The Islamic State terror group claimed that it had seized control of the city of Ramadi Sunday in what would be the biggest loss for Iraqi forces since the beginning of U.S. airstrikes targeting extremists this past September.
The Associated Press reported that Iraqi forces had dropped their weapons and fled their positions in an apparent reprise of the fall of Mosul, which catapulted the group commonly known as ISIS into the international spotlight last summer.
Bodies, some burned, littered the streets as local officials reported the militants carried out mass killings of Iraqi security forces and civilians. Online video showed Humvees, trucks and other equipment speeding out of Ramadi, with soldiers gripping onto their sides.
Muhannad Haimour, a spokesman for the provincial governor of Anbar, said Monday that around 500 civilians and Iraqi soldiers are estimated to have been killed over the last few days, while approximately 8,000 had fled the city. He said the figure is in addition to the enormous exodus in April, when the U.N. said as many as 114,000 residents fled from Ramadi and surrounding villages at the height of the violence.
"Ramadi has fallen," Haimour had told AP Sunday. "The city was completely taken. ... The military is fleeing."
"Ramadi has been contested since last summer and ISIL now has the advantage," Navy Commander Elissa Smith, using another acronym for ISIS, said late Sunday. "We have always known the fight would be long and difficult, particularly in Anbar [province]."

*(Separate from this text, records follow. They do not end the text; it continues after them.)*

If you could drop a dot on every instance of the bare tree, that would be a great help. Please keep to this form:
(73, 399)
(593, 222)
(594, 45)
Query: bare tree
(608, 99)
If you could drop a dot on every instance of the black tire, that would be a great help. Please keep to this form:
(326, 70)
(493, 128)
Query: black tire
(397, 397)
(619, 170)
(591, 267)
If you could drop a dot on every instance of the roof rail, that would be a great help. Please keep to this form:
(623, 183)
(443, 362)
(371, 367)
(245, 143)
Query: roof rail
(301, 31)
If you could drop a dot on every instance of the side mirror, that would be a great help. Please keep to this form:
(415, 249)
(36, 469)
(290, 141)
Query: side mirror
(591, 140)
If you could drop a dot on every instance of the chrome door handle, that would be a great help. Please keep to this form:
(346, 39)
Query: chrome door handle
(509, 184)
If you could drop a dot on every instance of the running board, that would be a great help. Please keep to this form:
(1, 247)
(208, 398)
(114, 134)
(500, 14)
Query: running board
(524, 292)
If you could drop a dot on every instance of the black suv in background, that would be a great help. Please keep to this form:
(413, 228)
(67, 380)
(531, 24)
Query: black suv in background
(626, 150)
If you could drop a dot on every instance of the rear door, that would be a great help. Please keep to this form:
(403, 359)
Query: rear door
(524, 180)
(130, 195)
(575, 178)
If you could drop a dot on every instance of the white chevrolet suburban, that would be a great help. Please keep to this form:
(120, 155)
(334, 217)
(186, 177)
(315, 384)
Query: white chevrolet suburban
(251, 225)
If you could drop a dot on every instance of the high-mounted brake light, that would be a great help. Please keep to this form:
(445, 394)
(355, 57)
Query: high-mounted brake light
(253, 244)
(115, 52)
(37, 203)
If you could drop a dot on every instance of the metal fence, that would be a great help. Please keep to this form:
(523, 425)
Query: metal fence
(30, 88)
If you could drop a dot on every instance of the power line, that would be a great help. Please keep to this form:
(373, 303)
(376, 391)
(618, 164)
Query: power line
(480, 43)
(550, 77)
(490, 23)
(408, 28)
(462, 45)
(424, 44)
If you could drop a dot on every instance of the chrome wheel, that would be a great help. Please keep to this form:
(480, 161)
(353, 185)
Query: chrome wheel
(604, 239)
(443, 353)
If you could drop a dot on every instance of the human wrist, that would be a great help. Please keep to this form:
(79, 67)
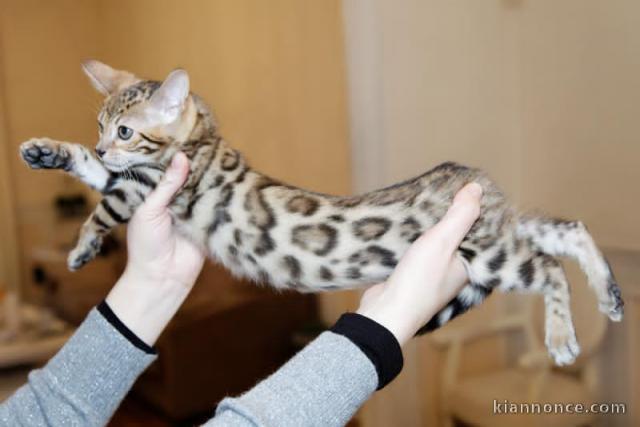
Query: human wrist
(398, 316)
(145, 304)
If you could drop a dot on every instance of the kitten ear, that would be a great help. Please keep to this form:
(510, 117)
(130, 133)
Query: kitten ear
(105, 79)
(168, 100)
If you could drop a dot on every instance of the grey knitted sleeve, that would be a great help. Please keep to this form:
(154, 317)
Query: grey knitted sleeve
(323, 385)
(83, 384)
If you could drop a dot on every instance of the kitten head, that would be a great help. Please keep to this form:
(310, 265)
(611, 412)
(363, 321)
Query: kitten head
(140, 119)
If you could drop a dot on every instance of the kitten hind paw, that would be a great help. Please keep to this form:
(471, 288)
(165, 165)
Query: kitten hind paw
(614, 307)
(563, 348)
(44, 153)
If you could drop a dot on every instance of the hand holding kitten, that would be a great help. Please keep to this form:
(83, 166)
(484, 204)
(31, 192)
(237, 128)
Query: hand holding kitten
(428, 276)
(162, 265)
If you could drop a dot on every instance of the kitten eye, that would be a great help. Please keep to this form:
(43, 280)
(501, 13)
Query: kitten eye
(124, 132)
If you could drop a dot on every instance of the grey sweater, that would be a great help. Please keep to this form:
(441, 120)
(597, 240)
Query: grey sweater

Smith said that the U.S. would continue to support Iraqi forces with airstrikes and added, "The loss of Ramadi does not mean the tide of the campaign has turned, and we have long said that there would be ebbs and flows on the battlefield. If lost, that just means the coalition will have to support Iraqi forces to take it back later."
Secretary of State John Kerry, speaking in South Korea, called Ramadi a "target of opportunity" for extremists, but said he was confident that ISIS' gains could be reversed in the coming days. Kerry also said that he's long said the fight against the militant group would be a long one, and that it would be tough in the Anbar province of western Iraq where Iraqi security forces are not built up.
The U.S.-led coalition said Sunday it had conducted seven airstrikes in Ramadi in the last 24 hours. "It is a fluid and contested battlefield," said Army Col. Steve Warren, a Pentagon spokesman. "We are supporting (the Iraqis) with air power."